If there’s anything I don’t have, it’s sources inside the Obama White House. So I can only guess at the reasoning behind President Obama’s nomination of Merrick Garland to the Supreme Court Wednesday. What I can say is that Garland is, by any objective measure, a nominee of Supreme Court caliber who could make a historically influential justice.

Mitch McConnell, the Senate Republican leader, has already drawn a line in the sand against the Garland nomination, tweeting moments after the nomination that the president is trying “to politicize it for the purposes of the election.” The reality, however, is that this is perhaps the least political nomination Barack Obama could have made. In a sane world, that would make Garland’s confirmation more likely. In the world we live in, it probably makes it less likely.

That’s because Garland brings nothing novel to the demographic table. A graduate of Harvard College and Harvard Law, he brings no academic diversity to the Harvard-Yale bench. He would be the fourth Jewish Democrat on the high Court. Geographically, he shares Chicago roots with Obama but has been a resident of deep-blue Maryland for a generation. He is first and foremost a member of the Eastern legal establishment—what Adam Liptak of The New York Times once cogently dubbed the “Acela Circuit.” He comes out of the cozy elite world of D.C. big-firm practice and the Clinton-era Justice Department. Like Justices Samuel Alito and Sonia Sotomayor, he is a former prosecutor. His current court, the D.C. Circuit, is amply represented on today’s Supreme Court—its alumni are Chief Justice John Roberts and Associate Justices Clarence Thomas and Ruth Bader Ginsburg.

In fact, Garland would have been the ideal conciliatory nominee in a world in which the Senate leadership had signaled even the slightest openness to compromise. Garland is nobody’s raging liberal, and he is widely liked and respected. (To that end, Republican Senator Orrin Hatch even recently said, “[Obama] could easily name Merrick Garland, who is a fine man,” before noting that the president probably wouldn’t for political reasons. Nonetheless, Hatch will dutifully oppose the fine man—despite, in 2010, calling Garland a “consensus nominee” who there was “no question” would be confirmed.) Garland served as a federal prosecutor in the Bush I administration. His most famous work, as Obama underlined in his announcement of the nomination Wednesday, was leading the investigation and indictments in the Oklahoma City bombing case.

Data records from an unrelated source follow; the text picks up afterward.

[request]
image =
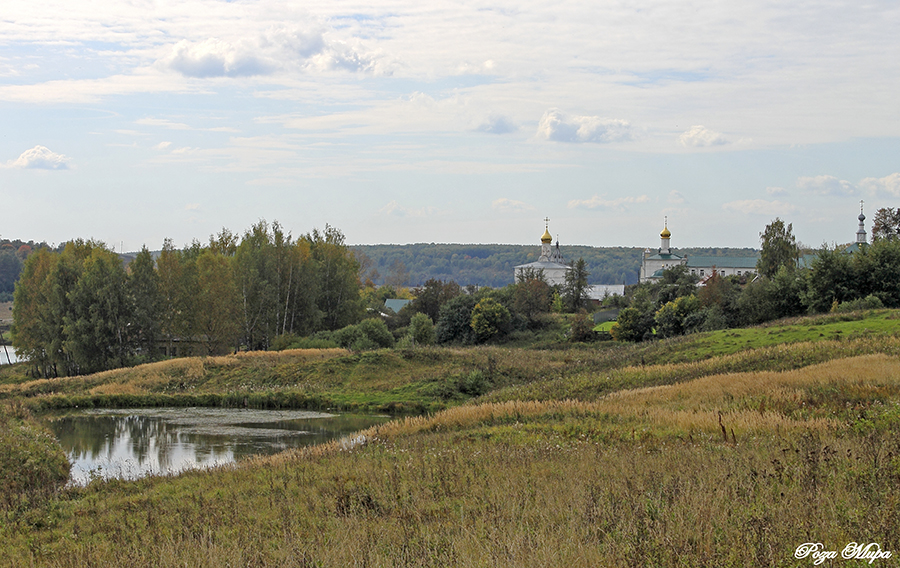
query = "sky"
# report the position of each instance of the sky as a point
(397, 121)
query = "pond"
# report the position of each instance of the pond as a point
(133, 443)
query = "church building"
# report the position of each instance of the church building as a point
(551, 261)
(653, 263)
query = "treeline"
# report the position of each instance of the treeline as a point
(13, 254)
(834, 279)
(443, 312)
(493, 265)
(80, 310)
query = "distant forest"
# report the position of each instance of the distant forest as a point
(493, 265)
(413, 265)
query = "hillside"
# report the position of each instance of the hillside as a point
(492, 265)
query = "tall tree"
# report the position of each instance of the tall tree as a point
(96, 325)
(779, 248)
(217, 320)
(886, 225)
(575, 290)
(143, 289)
(338, 275)
(176, 290)
(33, 328)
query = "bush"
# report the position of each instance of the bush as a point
(870, 302)
(367, 335)
(32, 461)
(582, 330)
(489, 319)
(421, 330)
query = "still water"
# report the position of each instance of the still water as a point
(132, 443)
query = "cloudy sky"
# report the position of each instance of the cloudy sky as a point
(401, 121)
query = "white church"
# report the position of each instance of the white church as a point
(654, 262)
(554, 268)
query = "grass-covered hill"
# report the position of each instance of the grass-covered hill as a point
(724, 449)
(493, 265)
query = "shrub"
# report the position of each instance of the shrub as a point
(421, 330)
(582, 330)
(489, 319)
(870, 302)
(367, 335)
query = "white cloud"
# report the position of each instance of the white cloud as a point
(506, 205)
(597, 202)
(675, 197)
(40, 158)
(216, 58)
(498, 124)
(701, 137)
(760, 207)
(278, 48)
(826, 185)
(889, 185)
(163, 123)
(561, 127)
(396, 210)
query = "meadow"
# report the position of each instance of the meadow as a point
(730, 449)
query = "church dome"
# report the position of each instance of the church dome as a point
(546, 238)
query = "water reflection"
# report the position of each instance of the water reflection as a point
(129, 444)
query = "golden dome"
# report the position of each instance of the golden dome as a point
(546, 238)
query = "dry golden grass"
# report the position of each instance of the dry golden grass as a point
(701, 405)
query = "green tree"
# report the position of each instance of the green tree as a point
(533, 296)
(575, 290)
(217, 305)
(886, 225)
(632, 325)
(454, 322)
(779, 248)
(421, 330)
(885, 264)
(429, 298)
(177, 290)
(143, 290)
(670, 318)
(489, 319)
(582, 329)
(96, 326)
(831, 279)
(10, 268)
(337, 272)
(33, 324)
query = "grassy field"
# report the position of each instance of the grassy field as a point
(725, 449)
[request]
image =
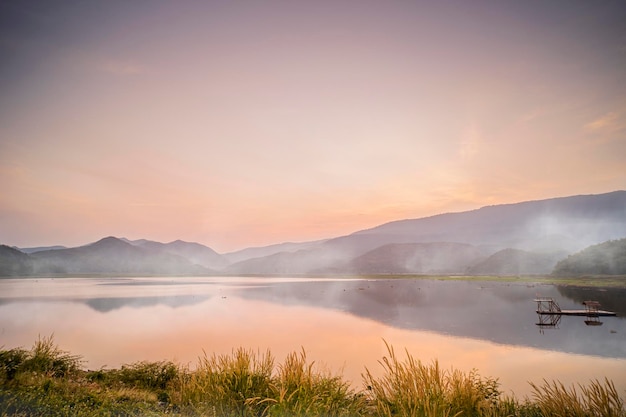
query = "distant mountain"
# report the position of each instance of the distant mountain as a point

Despite his experience with terrorism prosecutions, however, he has displayed independence from the government in some high-profile cases, most particularly the 2008 case Parhat v. Gates, in which a D.C. Circuit panel held that the government’s evidence—much of which had been supplied by the Chinese government—against an ethnic Uighur from China was not sufficient to permit the indefinite detention of the detainee. Not only did Garland’s opinion uphold that verdict and reject the government’s argument, he ridiculed it: “Lewis Carroll notwithstanding,” Garland wrote—a reference to the nonsense poem “The Hunting of the Snark”—“the fact that the government has ‘said it thrice’ does not make an allegation true.”

The Democrats in the Senate, and the Washington advocacy groups, will line up behind the Garland nomination with varying degrees of enthusiasm. Whether the nomination will have legs in the country, however, is less clear. In order to be confirmed, Garland will need to stir support in the swing states, where Republican senators are elected. He is a judge’s judge and a lawyer’s lawyer. Demographics are a potent card to play in such a struggle; Obama has forgone that. Great lawyers in and of themselves, alas, sometimes do not arouse public passion.

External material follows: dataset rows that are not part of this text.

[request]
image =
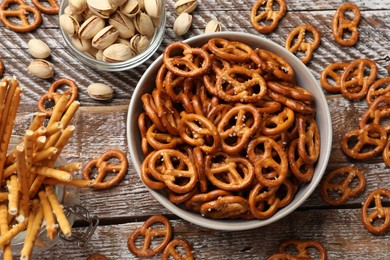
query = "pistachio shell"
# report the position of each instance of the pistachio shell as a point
(117, 52)
(144, 25)
(101, 8)
(182, 24)
(69, 24)
(123, 24)
(153, 8)
(213, 26)
(105, 37)
(41, 68)
(130, 8)
(185, 6)
(38, 49)
(100, 91)
(91, 27)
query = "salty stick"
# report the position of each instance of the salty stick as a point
(58, 212)
(13, 196)
(23, 179)
(51, 229)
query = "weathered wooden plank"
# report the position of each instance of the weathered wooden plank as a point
(340, 231)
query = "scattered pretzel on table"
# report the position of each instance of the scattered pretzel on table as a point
(53, 9)
(338, 192)
(22, 12)
(54, 95)
(257, 16)
(340, 24)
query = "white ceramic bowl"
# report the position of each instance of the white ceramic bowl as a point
(304, 79)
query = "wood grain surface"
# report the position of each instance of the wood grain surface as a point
(102, 125)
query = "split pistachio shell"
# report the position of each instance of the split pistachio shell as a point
(153, 8)
(123, 24)
(41, 68)
(78, 6)
(100, 91)
(82, 45)
(117, 52)
(69, 24)
(144, 25)
(185, 6)
(105, 37)
(130, 8)
(182, 24)
(91, 27)
(101, 8)
(38, 49)
(213, 26)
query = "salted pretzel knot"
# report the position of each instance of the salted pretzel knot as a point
(301, 44)
(149, 233)
(53, 9)
(104, 167)
(269, 14)
(54, 95)
(170, 250)
(21, 13)
(369, 215)
(339, 24)
(343, 187)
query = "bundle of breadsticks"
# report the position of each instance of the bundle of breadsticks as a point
(25, 201)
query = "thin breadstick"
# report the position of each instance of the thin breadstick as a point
(7, 251)
(58, 110)
(23, 178)
(51, 229)
(6, 133)
(37, 121)
(72, 167)
(65, 120)
(3, 196)
(29, 140)
(58, 212)
(13, 196)
(75, 182)
(53, 173)
(32, 235)
(45, 154)
(13, 232)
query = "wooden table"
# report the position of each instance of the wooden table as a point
(102, 125)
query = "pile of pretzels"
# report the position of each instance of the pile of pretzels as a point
(226, 132)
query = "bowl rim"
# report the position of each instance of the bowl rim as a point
(236, 225)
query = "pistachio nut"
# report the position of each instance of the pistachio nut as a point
(83, 45)
(153, 8)
(105, 37)
(130, 8)
(139, 43)
(123, 24)
(38, 49)
(213, 26)
(117, 2)
(117, 52)
(100, 91)
(182, 24)
(41, 68)
(101, 8)
(185, 6)
(78, 6)
(69, 24)
(91, 27)
(144, 25)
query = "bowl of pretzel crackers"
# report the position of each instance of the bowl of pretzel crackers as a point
(229, 131)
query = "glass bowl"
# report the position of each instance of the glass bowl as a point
(118, 66)
(67, 196)
(304, 79)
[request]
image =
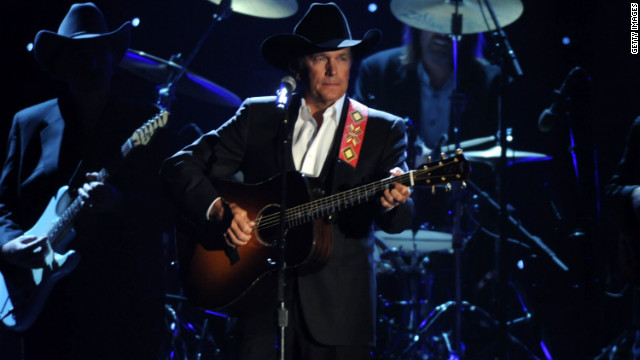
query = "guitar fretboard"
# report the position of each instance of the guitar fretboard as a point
(431, 174)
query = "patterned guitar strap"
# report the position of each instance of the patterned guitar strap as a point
(353, 134)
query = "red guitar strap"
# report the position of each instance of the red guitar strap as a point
(353, 135)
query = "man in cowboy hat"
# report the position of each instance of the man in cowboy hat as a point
(111, 305)
(331, 308)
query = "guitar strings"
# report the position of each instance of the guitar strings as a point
(312, 210)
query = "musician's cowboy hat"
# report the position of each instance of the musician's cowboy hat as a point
(84, 25)
(323, 28)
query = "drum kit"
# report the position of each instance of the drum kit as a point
(418, 312)
(421, 311)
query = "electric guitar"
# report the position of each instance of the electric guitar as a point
(23, 292)
(216, 277)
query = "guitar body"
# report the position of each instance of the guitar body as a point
(23, 292)
(209, 277)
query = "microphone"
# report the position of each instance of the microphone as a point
(287, 85)
(549, 117)
(441, 141)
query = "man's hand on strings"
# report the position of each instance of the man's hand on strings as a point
(397, 194)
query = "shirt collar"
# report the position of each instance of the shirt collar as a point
(332, 113)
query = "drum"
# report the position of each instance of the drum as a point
(410, 278)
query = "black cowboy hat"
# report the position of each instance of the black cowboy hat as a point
(323, 28)
(84, 25)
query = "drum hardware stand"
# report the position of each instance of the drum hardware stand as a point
(176, 325)
(511, 69)
(519, 226)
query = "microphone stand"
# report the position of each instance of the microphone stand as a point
(283, 312)
(166, 92)
(510, 63)
(458, 102)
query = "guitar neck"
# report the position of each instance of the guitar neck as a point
(445, 171)
(140, 137)
(344, 200)
(63, 224)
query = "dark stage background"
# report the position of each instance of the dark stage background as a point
(575, 312)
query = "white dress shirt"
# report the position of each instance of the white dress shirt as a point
(311, 145)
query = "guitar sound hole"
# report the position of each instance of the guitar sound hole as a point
(268, 225)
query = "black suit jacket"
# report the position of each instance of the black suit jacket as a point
(338, 301)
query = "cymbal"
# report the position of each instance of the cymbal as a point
(271, 9)
(436, 15)
(425, 240)
(493, 154)
(159, 71)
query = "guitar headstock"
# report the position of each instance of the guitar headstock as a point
(143, 134)
(444, 171)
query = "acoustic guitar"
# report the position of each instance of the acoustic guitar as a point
(23, 292)
(216, 277)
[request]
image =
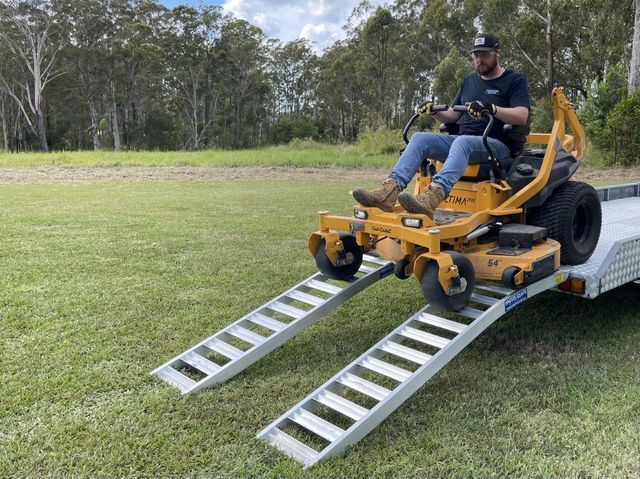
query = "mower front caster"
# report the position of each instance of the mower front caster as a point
(436, 296)
(351, 259)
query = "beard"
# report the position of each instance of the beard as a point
(488, 66)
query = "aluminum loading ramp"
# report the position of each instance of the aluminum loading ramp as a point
(310, 421)
(239, 345)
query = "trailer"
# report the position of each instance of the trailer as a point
(427, 340)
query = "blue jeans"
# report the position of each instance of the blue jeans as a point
(454, 150)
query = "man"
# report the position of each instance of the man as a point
(491, 88)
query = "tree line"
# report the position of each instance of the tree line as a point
(133, 74)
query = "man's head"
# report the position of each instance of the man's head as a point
(485, 53)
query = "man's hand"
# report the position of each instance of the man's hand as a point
(476, 109)
(424, 109)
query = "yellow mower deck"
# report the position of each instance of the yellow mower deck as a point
(413, 240)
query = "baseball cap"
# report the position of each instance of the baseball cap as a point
(485, 42)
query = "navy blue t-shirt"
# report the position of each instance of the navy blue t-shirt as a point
(508, 90)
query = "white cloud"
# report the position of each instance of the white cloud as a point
(320, 21)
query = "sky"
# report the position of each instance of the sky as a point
(320, 21)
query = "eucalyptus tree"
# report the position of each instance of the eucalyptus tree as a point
(189, 50)
(89, 28)
(634, 71)
(243, 60)
(29, 31)
(294, 67)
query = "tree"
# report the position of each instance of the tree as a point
(634, 72)
(243, 60)
(28, 30)
(189, 45)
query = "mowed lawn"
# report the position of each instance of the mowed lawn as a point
(101, 282)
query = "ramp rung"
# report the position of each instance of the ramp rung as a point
(316, 424)
(470, 312)
(291, 446)
(421, 336)
(286, 309)
(342, 405)
(405, 352)
(200, 363)
(177, 379)
(363, 386)
(486, 300)
(246, 335)
(223, 348)
(267, 322)
(441, 322)
(305, 298)
(321, 286)
(494, 289)
(385, 369)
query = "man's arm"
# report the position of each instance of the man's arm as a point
(448, 116)
(514, 116)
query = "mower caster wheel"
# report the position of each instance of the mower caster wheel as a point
(509, 277)
(436, 296)
(346, 271)
(399, 269)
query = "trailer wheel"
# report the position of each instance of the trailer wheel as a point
(433, 292)
(573, 217)
(347, 271)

There are two possible interpretations of the president’s Garland strategy. The first is that Obama is playing on Republican fears of whomever a President Hillary Clinton might tap for the role and is trying to lure the Republicans into confirming an older, more moderate nominee. If they are successfully lured, then mission accomplished. If, however, Obama does not lure Republicans into confirming Garland, he will have at least embarrassed them and exposed the nakedly political nature of their tantrum.

The second interpretation—which I incline to—is that the meritocratic Boy Scout in Obama has called this shot. Garland is a terrific nominee and would make a wonderful justice. As Norman Ornstein of the American Enterprise Institute said Wednesday morning, Obama almost certainly made the pick “because he thought this was the best possible choice for the Supreme Court.” Obama might be unwilling to pass up a chance to make such an appointment, and to the extent there is political calculation behind it, the president is banking on the residual idealism of some Republican senators to respond. He may believe there is at least some chance Garland will be confirmed. If so, his belief in that reservoir of public spirit is a testament both to his own generosity and to his persisting naïveté.

Of course, the idea that Garland, at 63, is an older nominee who would serve a shorter time on the Court and pose less danger to the conservative legal agenda assumes facts not in evidence. Almost exactly a century ago, another Democrat named a Jewish nominee in an election year. The nomination was deeply controversial, and the Senate delayed hearings and a vote for four months—still a record for delay. The nominee was Louis D. Brandeis. He was 59 years old. Nearly a quarter-century later, at 82, he retired as perhaps the most influential liberal justice in American history.